Le Roi Philippe: "Nous ne sommes pas tombés dans le piège des terroristes"

29/01/15 à 12:12 - Mise à jour à 12:15

Source: Belga

La Belgique n'est pas tombée dans le piège de la division tendu par les auteurs des attentats, mais le risque demeure de céder aux raisonnements réducteurs, a mis en garde jeudi le roi Philippe à l'occasion de ses voeux aux autorités publiques du pays.

Le Roi Philippe: "Nous ne sommes pas tombés dans le piège des terroristes"

Le roi Philippe © BELGA

Le chef de l'Etat a d'emblée abordé les attentats de Paris et l'opération policière antiterroriste du 16 janvier dernier en Belgique, dans son traditionnel discours de voeux aux Corps constitués, au Palais royal.

"C'est notre société tout entière qui s'est sentie ébranlée", a-t-il constaté, se félicitant au passage de la "réaction rapide et efficace" des autorités publiques belges.

"Les auteurs des attentats récents ont cherché à nous diviser. Nous ne sommes pas tombés dans ce piège. Mais le risque demeure de céder aux raisonnements réducteurs, de créer des fractures nouvelles et d'alimenter une spirale de la haine", a souligné le souverain.

A ses yeux, la meilleure manière de réagir est de "vivre pleinement nos valeurs".

"Sur le plan individuel, pour chacun de nous, cela implique par exemple de passer d'une simple tolérance vis-à-vis des autres à une culture de respect et de réciprocité", a-t-il insisté.

Quant aux autorités publiques, le Roi - et le gouvernement qui contresigne son discours - leur assigne trois missions fondamentales: offrir aux citoyens un cadre "stable et résilient" garant de l'intérêt général, garantir l'équité en luttant contre les inégalités avec une attention pour les plus vulnérables, et endosser un "rôle dynamisant" pour stimuler les initiatives individuelles.

Le chef de l'Etat insiste sur les gains d'efficacité réalisés par de nombreuses administrations, et qui selon lui "ne se sont pas faits au prix d'une moindre équité".

"Le degré d'efficacité de l'Etat se mesure différemment de celui du secteur privé: il se mesure à l'aune de cet objectif d'équité", a-t-il souligné.

Et le Roi d'insister sur la nécessité d'une mentalité "proactive et stimulante, de plus en plus présente dans nos administrations".

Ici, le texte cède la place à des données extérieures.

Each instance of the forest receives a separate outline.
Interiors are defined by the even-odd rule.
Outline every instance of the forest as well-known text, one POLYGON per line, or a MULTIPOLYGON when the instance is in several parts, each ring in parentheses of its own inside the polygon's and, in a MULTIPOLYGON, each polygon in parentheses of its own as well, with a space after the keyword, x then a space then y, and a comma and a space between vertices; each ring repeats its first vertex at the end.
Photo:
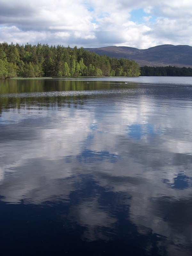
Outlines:
POLYGON ((192 68, 185 67, 145 66, 140 69, 140 75, 145 76, 192 76, 192 68))
POLYGON ((0 43, 0 78, 76 76, 138 76, 134 60, 100 56, 76 46, 0 43))

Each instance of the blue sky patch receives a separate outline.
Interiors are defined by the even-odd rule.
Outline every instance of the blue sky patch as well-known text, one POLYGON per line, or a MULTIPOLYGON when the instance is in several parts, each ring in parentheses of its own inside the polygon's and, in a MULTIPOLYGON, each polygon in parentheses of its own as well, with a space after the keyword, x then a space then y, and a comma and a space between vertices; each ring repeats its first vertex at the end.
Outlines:
POLYGON ((150 18, 149 21, 153 22, 155 22, 156 18, 156 16, 151 13, 147 13, 145 12, 142 8, 133 9, 131 12, 130 14, 131 15, 130 20, 139 24, 147 22, 147 21, 143 19, 143 17, 149 17, 149 16, 151 16, 150 18))

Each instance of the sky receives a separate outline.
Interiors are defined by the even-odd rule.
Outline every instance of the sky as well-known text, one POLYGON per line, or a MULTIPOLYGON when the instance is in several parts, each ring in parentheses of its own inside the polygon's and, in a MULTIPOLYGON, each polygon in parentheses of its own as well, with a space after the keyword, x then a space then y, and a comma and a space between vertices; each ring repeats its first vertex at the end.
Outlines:
POLYGON ((191 0, 0 0, 0 42, 192 46, 191 0))

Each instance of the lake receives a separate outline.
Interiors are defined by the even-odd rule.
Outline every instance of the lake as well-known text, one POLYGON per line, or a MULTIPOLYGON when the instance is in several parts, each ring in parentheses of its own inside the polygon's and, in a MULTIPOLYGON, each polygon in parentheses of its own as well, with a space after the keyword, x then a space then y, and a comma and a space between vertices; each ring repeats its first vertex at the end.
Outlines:
POLYGON ((192 77, 0 80, 0 255, 192 255, 192 77))

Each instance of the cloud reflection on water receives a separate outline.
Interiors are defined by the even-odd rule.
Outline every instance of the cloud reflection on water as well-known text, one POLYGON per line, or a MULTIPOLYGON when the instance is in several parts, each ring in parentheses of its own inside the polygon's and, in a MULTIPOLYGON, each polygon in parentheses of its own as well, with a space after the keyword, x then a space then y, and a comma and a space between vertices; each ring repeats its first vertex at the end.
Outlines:
POLYGON ((60 202, 68 210, 57 218, 84 228, 83 240, 152 233, 160 237, 160 255, 161 247, 189 255, 191 109, 173 101, 170 109, 147 95, 144 100, 135 90, 131 97, 124 90, 120 100, 111 92, 99 101, 87 98, 84 106, 71 99, 70 107, 40 113, 35 105, 30 113, 3 110, 2 118, 12 123, 1 125, 1 201, 60 202))

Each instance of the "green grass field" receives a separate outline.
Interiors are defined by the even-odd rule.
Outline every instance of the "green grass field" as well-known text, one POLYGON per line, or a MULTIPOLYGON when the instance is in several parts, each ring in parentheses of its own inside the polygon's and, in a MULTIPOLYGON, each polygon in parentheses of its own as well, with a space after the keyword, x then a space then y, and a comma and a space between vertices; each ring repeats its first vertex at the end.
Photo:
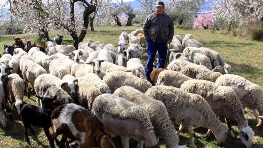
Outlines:
MULTIPOLYGON (((94 41, 98 41, 105 44, 117 44, 119 40, 119 36, 122 31, 129 33, 137 29, 141 28, 141 26, 131 27, 105 26, 95 28, 95 31, 88 32, 84 39, 91 38, 94 41)), ((51 39, 53 39, 58 32, 59 35, 66 36, 62 44, 73 45, 73 42, 70 36, 60 30, 53 31, 50 33, 51 39)), ((263 42, 250 40, 249 38, 239 36, 234 37, 231 33, 227 33, 224 30, 212 31, 210 30, 186 30, 175 28, 175 34, 179 34, 183 37, 187 33, 193 35, 194 39, 204 44, 204 46, 211 48, 219 53, 224 61, 232 66, 233 74, 243 77, 251 82, 263 88, 263 42)), ((0 36, 0 53, 3 53, 3 45, 12 44, 14 42, 13 36, 0 36)), ((19 36, 27 40, 31 40, 37 42, 37 37, 28 34, 19 35, 19 36)), ((39 44, 39 43, 37 43, 39 44)), ((147 55, 144 54, 142 59, 145 64, 147 59, 147 55)), ((32 86, 30 86, 32 88, 32 86)), ((32 95, 33 92, 31 92, 32 95)), ((36 104, 36 98, 34 97, 28 99, 25 96, 24 100, 26 102, 36 104)), ((261 129, 256 126, 257 124, 255 118, 252 111, 246 109, 246 117, 247 119, 249 124, 255 132, 255 136, 252 147, 263 147, 263 134, 261 129)), ((15 122, 8 120, 7 123, 7 127, 4 128, 0 124, 0 147, 30 147, 25 142, 24 135, 24 129, 20 117, 14 111, 15 122)), ((223 119, 221 121, 225 125, 223 119)), ((237 124, 235 121, 232 122, 234 133, 237 135, 238 133, 237 124)), ((47 147, 49 143, 43 130, 38 128, 33 127, 36 134, 33 135, 29 132, 30 138, 33 147, 47 147)), ((245 146, 239 139, 234 139, 229 135, 226 143, 223 146, 216 145, 216 141, 214 137, 212 141, 209 142, 205 141, 206 129, 199 128, 194 130, 196 137, 195 142, 198 147, 238 147, 244 148, 245 146)), ((187 131, 184 130, 180 137, 180 145, 187 145, 189 146, 189 136, 187 131)), ((117 147, 121 147, 120 138, 114 138, 114 140, 117 147)), ((132 147, 135 147, 136 142, 132 141, 132 147)), ((165 144, 161 141, 161 147, 165 147, 165 144)))

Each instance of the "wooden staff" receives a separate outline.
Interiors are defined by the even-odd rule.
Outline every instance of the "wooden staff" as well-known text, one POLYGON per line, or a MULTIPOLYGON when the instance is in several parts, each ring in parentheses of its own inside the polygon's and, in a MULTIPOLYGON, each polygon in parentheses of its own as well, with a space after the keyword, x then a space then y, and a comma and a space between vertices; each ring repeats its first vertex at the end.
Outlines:
POLYGON ((167 51, 167 55, 165 58, 165 63, 164 64, 164 69, 166 68, 167 65, 168 65, 168 60, 169 60, 169 57, 170 56, 170 48, 171 48, 171 44, 168 44, 168 51, 167 51))

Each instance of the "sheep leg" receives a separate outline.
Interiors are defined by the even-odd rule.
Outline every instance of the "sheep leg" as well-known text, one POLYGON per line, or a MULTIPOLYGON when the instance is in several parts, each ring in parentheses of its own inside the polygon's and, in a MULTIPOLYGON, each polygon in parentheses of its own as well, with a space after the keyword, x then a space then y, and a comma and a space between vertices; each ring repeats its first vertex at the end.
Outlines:
POLYGON ((232 127, 231 127, 231 123, 230 123, 230 120, 228 119, 225 118, 225 120, 227 122, 227 126, 228 127, 228 129, 229 130, 229 134, 231 137, 234 138, 236 138, 236 136, 233 132, 233 130, 232 129, 232 127))
MULTIPOLYGON (((30 126, 29 127, 30 127, 30 126)), ((55 147, 55 146, 54 145, 54 140, 51 139, 50 137, 49 136, 49 130, 48 130, 48 129, 49 128, 48 127, 44 127, 44 131, 45 132, 45 134, 46 134, 46 136, 48 137, 48 141, 49 141, 49 144, 50 144, 50 147, 51 148, 54 148, 55 147)))
POLYGON ((191 138, 191 147, 193 148, 197 148, 197 147, 195 144, 195 141, 194 141, 194 135, 195 134, 195 132, 193 130, 193 126, 190 125, 187 126, 187 127, 191 138))
POLYGON ((181 132, 184 130, 184 128, 185 127, 185 126, 183 123, 181 123, 181 124, 180 124, 180 126, 179 126, 179 130, 178 130, 178 131, 177 131, 177 135, 178 136, 180 135, 180 134, 181 133, 181 132))
POLYGON ((130 138, 128 137, 124 137, 120 136, 121 139, 121 143, 122 144, 122 147, 123 148, 129 148, 129 140, 130 138))
POLYGON ((259 118, 258 118, 258 111, 257 111, 257 110, 254 109, 253 110, 253 112, 254 113, 254 114, 255 115, 255 117, 256 118, 256 119, 257 120, 257 122, 258 123, 259 123, 259 118))

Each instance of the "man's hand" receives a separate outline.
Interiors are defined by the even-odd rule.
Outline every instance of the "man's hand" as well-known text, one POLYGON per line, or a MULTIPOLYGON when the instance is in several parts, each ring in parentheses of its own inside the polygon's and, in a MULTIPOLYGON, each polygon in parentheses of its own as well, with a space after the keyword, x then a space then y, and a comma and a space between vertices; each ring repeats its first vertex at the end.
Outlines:
POLYGON ((167 41, 166 41, 166 45, 168 45, 168 44, 169 44, 171 43, 171 41, 170 40, 167 40, 167 41))

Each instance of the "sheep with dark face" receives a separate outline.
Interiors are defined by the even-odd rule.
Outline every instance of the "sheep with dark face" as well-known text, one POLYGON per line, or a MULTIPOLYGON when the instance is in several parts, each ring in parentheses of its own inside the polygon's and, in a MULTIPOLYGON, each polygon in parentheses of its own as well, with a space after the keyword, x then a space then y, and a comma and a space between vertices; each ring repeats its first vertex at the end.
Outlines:
POLYGON ((64 36, 59 36, 58 34, 57 36, 56 36, 54 37, 53 42, 57 44, 61 45, 61 43, 62 42, 62 38, 64 36))
POLYGON ((4 52, 3 54, 10 54, 11 56, 14 55, 14 49, 15 49, 15 44, 13 45, 4 45, 4 52))

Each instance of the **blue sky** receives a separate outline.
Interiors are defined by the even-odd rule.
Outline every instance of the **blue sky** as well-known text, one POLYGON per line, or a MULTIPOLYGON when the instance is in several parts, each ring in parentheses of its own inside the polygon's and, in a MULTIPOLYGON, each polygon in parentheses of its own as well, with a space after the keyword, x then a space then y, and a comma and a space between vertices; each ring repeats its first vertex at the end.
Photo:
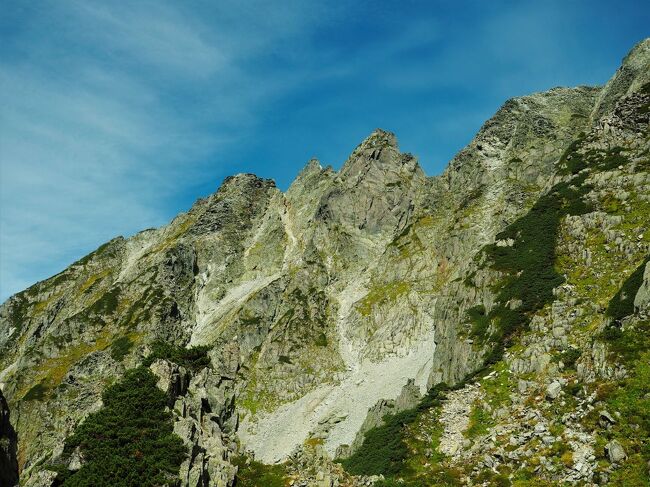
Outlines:
POLYGON ((227 175, 338 168, 376 127, 437 174, 507 98, 604 83, 648 5, 5 0, 0 300, 227 175))

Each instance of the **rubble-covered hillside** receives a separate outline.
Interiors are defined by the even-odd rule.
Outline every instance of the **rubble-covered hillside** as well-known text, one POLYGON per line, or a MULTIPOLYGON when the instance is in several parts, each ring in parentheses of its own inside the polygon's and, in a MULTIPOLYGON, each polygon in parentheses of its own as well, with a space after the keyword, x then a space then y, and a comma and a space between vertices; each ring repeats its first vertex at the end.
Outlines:
POLYGON ((0 483, 648 485, 649 121, 647 39, 106 243, 0 307, 0 483))

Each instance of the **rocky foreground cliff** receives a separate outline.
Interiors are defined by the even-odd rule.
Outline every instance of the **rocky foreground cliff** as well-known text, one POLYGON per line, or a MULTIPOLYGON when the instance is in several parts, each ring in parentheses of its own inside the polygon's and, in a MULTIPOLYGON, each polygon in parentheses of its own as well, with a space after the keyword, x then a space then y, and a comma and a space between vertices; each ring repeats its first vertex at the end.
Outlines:
POLYGON ((377 130, 227 178, 12 296, 2 485, 647 485, 649 83, 645 40, 436 177, 377 130))

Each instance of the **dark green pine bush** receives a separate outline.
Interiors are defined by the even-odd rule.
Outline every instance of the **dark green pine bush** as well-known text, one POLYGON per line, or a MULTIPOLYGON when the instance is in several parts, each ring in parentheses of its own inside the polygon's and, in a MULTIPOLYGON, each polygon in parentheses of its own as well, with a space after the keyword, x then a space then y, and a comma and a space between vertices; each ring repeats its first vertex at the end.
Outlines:
POLYGON ((151 371, 126 372, 102 395, 104 406, 91 414, 69 437, 65 452, 79 447, 84 465, 60 472, 64 487, 156 487, 171 485, 187 456, 173 433, 167 396, 156 387, 151 371))
POLYGON ((553 289, 564 282, 555 270, 555 246, 562 218, 590 211, 583 201, 591 189, 585 179, 583 174, 556 184, 528 213, 497 235, 498 240, 512 239, 512 246, 485 247, 492 268, 505 275, 496 286, 497 304, 490 313, 484 315, 481 307, 468 312, 473 334, 479 338, 490 323, 495 324, 496 331, 489 337, 493 347, 487 357, 488 364, 501 359, 512 337, 528 326, 532 314, 553 301, 553 289), (513 309, 513 302, 520 304, 513 309))

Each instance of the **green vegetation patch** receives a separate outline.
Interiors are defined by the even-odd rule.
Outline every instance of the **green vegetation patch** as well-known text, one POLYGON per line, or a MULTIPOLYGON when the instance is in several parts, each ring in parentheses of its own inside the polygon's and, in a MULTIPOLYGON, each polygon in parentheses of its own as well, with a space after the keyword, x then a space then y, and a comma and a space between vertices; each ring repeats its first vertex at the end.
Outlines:
POLYGON ((84 464, 58 471, 63 487, 156 487, 172 485, 187 456, 165 410, 167 396, 148 369, 127 371, 102 395, 104 406, 91 414, 65 442, 67 455, 79 448, 84 464))
POLYGON ((266 465, 245 456, 235 457, 233 465, 238 467, 237 487, 285 487, 287 477, 284 465, 266 465))
POLYGON ((363 444, 352 456, 339 460, 345 470, 352 475, 395 476, 402 473, 410 453, 406 443, 407 426, 415 422, 420 413, 439 405, 439 395, 446 389, 444 384, 439 384, 415 408, 384 416, 383 424, 366 432, 363 444))
POLYGON ((116 362, 121 362, 133 348, 133 342, 128 336, 115 340, 110 347, 111 357, 116 362))
POLYGON ((643 263, 637 267, 630 277, 626 279, 618 292, 609 302, 605 314, 614 320, 620 320, 634 313, 634 297, 643 284, 643 273, 645 266, 650 261, 650 256, 643 260, 643 263))
POLYGON ((39 382, 27 391, 27 394, 23 397, 23 401, 42 401, 45 399, 48 391, 49 388, 42 382, 39 382))
POLYGON ((151 345, 151 353, 144 359, 142 365, 149 367, 158 359, 169 360, 186 369, 198 371, 210 365, 208 346, 185 348, 167 342, 157 341, 151 345))
POLYGON ((484 247, 493 269, 504 274, 496 286, 497 304, 485 314, 475 306, 468 311, 472 334, 494 344, 489 364, 500 360, 512 337, 528 326, 532 315, 553 301, 553 289, 564 282, 555 269, 556 242, 560 223, 567 215, 587 213, 591 208, 583 196, 591 189, 586 175, 556 184, 539 198, 530 211, 497 235, 497 240, 512 240, 511 246, 496 243, 484 247))

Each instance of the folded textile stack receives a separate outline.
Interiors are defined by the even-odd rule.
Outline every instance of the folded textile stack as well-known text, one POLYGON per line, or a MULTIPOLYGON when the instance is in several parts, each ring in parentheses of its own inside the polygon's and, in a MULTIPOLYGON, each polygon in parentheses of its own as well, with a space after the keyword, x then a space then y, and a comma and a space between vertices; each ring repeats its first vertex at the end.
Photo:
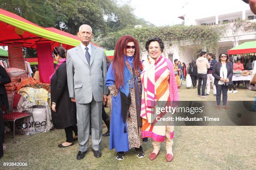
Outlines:
POLYGON ((21 82, 17 87, 17 90, 23 88, 30 87, 35 89, 44 88, 48 92, 50 92, 51 90, 50 84, 47 83, 42 83, 39 81, 34 79, 32 78, 28 78, 23 79, 21 82))
POLYGON ((5 85, 7 94, 12 94, 16 90, 17 86, 20 82, 20 78, 11 78, 11 82, 5 85))
POLYGON ((47 90, 42 88, 26 87, 20 89, 19 92, 22 97, 22 99, 21 99, 18 104, 19 111, 26 110, 31 112, 33 106, 45 106, 46 110, 46 131, 51 129, 53 125, 51 122, 51 105, 47 90))
POLYGON ((236 77, 239 77, 241 75, 241 71, 235 71, 233 72, 233 74, 236 77))
POLYGON ((241 71, 241 75, 243 76, 247 76, 251 75, 251 70, 243 70, 241 71))
POLYGON ((19 90, 20 89, 23 88, 26 85, 33 85, 40 83, 40 82, 30 77, 28 78, 25 78, 21 80, 21 82, 17 87, 17 90, 19 90))

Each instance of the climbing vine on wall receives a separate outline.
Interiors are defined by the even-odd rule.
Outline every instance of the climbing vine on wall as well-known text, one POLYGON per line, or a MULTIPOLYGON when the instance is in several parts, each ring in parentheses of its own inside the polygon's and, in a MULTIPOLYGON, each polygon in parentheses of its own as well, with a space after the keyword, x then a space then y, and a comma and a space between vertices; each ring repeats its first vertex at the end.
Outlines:
POLYGON ((107 36, 96 36, 94 40, 99 45, 108 50, 115 48, 115 42, 123 35, 129 35, 140 42, 141 50, 145 49, 145 44, 150 38, 159 37, 164 41, 170 41, 182 48, 186 45, 191 45, 194 52, 205 47, 215 51, 217 42, 223 33, 225 28, 222 26, 183 25, 171 27, 128 28, 109 33, 107 36))

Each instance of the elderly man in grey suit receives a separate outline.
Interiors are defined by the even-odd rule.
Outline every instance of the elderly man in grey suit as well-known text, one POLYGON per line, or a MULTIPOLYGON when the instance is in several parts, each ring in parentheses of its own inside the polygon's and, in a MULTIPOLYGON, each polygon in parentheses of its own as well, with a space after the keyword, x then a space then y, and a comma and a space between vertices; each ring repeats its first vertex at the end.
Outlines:
POLYGON ((77 159, 84 158, 89 141, 90 120, 92 148, 95 157, 100 157, 102 136, 102 102, 107 101, 107 73, 104 49, 90 43, 91 27, 79 28, 79 46, 67 51, 67 69, 69 97, 77 105, 79 152, 77 159))

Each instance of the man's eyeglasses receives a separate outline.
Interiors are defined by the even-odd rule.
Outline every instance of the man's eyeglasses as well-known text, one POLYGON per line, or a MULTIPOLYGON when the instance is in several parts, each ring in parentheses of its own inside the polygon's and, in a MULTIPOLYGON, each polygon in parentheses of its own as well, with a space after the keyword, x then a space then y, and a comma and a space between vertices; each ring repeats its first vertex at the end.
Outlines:
POLYGON ((127 49, 132 49, 132 50, 134 50, 135 49, 135 46, 134 45, 133 45, 133 46, 130 46, 130 45, 127 45, 126 46, 126 48, 127 49))
POLYGON ((79 32, 82 35, 84 35, 84 34, 86 34, 87 35, 90 35, 92 34, 92 32, 87 32, 86 31, 80 32, 79 32))

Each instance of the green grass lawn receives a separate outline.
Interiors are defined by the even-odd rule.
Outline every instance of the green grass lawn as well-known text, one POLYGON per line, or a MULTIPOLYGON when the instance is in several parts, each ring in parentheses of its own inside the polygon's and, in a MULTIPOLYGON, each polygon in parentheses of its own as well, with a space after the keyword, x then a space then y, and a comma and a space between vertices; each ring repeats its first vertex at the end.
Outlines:
MULTIPOLYGON (((197 96, 196 89, 186 89, 183 86, 179 92, 181 100, 203 99, 197 96)), ((236 94, 228 93, 228 100, 254 100, 254 92, 243 88, 238 90, 236 94)), ((213 95, 208 96, 203 100, 216 104, 213 95)), ((105 128, 103 132, 106 130, 105 128)), ((161 145, 157 158, 154 161, 149 160, 152 150, 150 140, 143 144, 144 158, 138 158, 132 149, 125 154, 123 160, 117 160, 115 151, 108 149, 109 138, 104 137, 102 157, 93 157, 90 142, 85 158, 77 160, 77 142, 72 146, 59 148, 57 145, 65 140, 65 132, 55 129, 36 134, 18 143, 6 138, 7 150, 0 162, 3 165, 3 162, 28 162, 28 168, 33 170, 252 170, 256 167, 256 136, 255 126, 176 126, 173 146, 174 158, 171 162, 165 160, 164 143, 161 145)), ((4 169, 15 169, 11 168, 4 169)))

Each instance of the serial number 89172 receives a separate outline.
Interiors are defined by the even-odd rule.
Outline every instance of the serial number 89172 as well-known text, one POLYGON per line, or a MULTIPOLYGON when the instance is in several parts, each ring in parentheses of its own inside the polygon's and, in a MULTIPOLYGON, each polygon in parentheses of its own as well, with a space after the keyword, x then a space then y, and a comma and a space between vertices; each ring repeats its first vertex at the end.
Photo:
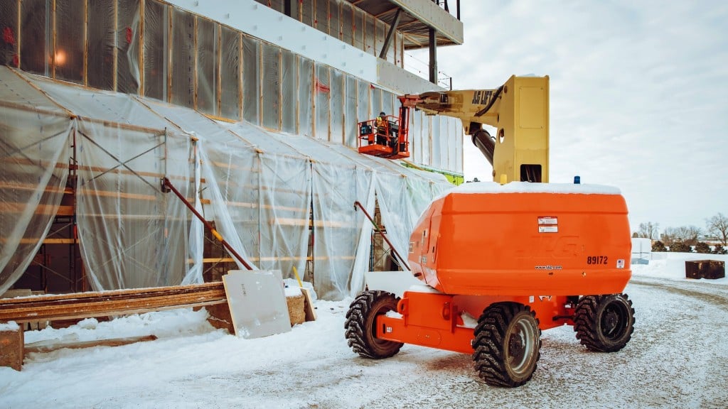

Michel appelle à l'unité pour le développement économique et la réponse antiterroriste

Par ailleurs, le Premier ministre Charles Michel a appelé jeudi au rassemblement en faveur du développement économique, garant de solidarité entre citoyens, et à l'unité pour préserver la sécurité et les valeurs fondamentales face à la menace terroriste. "Nous vivons dans un monde turbulent et agité. Mais nous devons répondre aux doutes et à l'angoisse", a déclaré le chef du gouvernement à l'occasion de son discours aux principales autorités du pays, au Palais royal.

Charles Michel a rappelé les objectifs de rigueur budgétaire et de relance des investissements défendus par son gouvernement, insistant sur la loyauté fédérale et le comité de concertation pour souligner la nécessité de "rassemblement et de confiance".

"Le développement économique n'est pas un but en soi, mais l'instrument le plus solide et durable pour consolider notre sécurité sociale et la solidarité entre citoyens", a-t-il affirmé, en répétant l'espace disponible selon lui pour la concertation sociale.

Le même appel à l'unité a été répété lorsqu'il a abordé la réponse à la menace terroriste.

Au-delà des différentes convictions personnelles, philosophiques ou religieuses, "nous devons être unis pour porter haut les valeurs fondamentales et les libertés que nous chérissons", a-t-il dit.

M. Michel a rappelé les 12 mesures de son gouvernement et la plate-forme des différents niveaux de pouvoir pour lutter contre le radicalisme, en justifiant la présence militaire sur certains sites sensibles.

Après plusieurs passes d'armes entre son parti, le MR, et des personnalités PS sur la déchéance de nationalité, il a estimé que "le temps des confrontations stériles et des remarques mordantes" était révolu.

"La sécurité, les libertés fondamentales, les valeurs démocratiques et l'amélioration de notre modèle social" sont en jeu à ses yeux, et le test ne pourra être réussi "que si tous nous restons unis, au-delà de nos visions différentes", a dit le chef du gouvernement.